A couple of weeks ago I ran across a job at a media company in line with my recreational reading interests. And while the role seemed considerably more technical then I am right now, I applied anyway.

Got a call the next day from a very jazzed recruiter – my background was exactly what they were looking for. Which was a bit of a surprise to me given how technical the job description was and how I function in a more cross-functional capacity, but I went with it. Did a second round. Took a timed skills test. Went in for a third round. Got and accepted the offer. For a job that I thought I was maybe more than 50% qualified for.

Job descriptions are not an exact science, and they’re really hard to write well. Too generic and it signals the employer just don’t know what it’s looking for. Too specific and exacting, and they’re going to turn away a lot of candidates who would bring value to the team.

So the take away here is to try to read between the lines as to what an employer likely needs based on available company and market data, and apply anyway even if you’re not an exact match.

Finally, at some point you’re actually applying for roles. We could have a whole separate conversation about actually getting ahead of the job postings, but most people are still applying based on what shows up on job boards and the careers sections of their target companies.

So my last tip this evening is that if you’re applying via the online application platform and are waiting for a recruiter to pluck you out of obscurity — truth – you’re doing it wrong. Your mission if you want the job is to get it into the hands of the hiring manager.

It’s not uncommon to get 100s of applications for a single job posting. Few recruiters are going to painstaking read through every cover letter and resume. They will screen then until they have a viable pool and stop. (Bonus tip: apply early.)
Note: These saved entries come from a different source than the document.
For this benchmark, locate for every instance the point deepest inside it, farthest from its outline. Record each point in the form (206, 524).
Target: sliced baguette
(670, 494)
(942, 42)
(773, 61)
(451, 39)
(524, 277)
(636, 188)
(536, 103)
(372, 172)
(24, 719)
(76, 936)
They filter submissions by keywords related to the skills and experience needed for the job. They filter by geography. If your application isn’t loaded with the right language, it doesn’t matter if that job was written for you in mind.

Most job descriptions reference a department. Some even do you the favor of including the title of the person the role reports to.

LinkedIn is an incredible resource for the sleuthing and outreach that come next, so spring for a premium account. (And save your receipts because job hunting expenses are tax deductible.)

Once you find the company profile on LinkedIn, you can filter through employees to find the recruiters, key people in the department the opening is within and even the hiring manager itself if the reporting lines are noted in the job opening.

I tend to take a double-pronged approach and message both the direct hiring manager and the recruiter. And I’ll include a Dropbox link to my resume in the note, so they don’t have to go looking for it.

If you have 2nd or 3rd degree connections to your targets, you can also ask your contacts to pass your resume along. People like hiring candidates that come through connections; if we both know the same people, you must be OK.

I landed the interview for my last position because my resume landed on my boss’s desk via two people from two very different departments. And if I was resourceful enough to pull that off, she wanted to know what else I could do.

It’s not a sure thing. But it beats crossing your fingers and hoping someone finds your resume in the pile.   And as a recruiter friend has pointed out, job candidates aren’t annoying in following up until they’re told they’re annoying, so trying to put yourself on someone’s radar is low risk and potentially very high reward.

Finding a new job is rarely going to be a low stress proposition, but if you work your strengths, broaden your definition of what makes you a qualified candidate and do your damnedest to get noticed, your odds just got a lot better.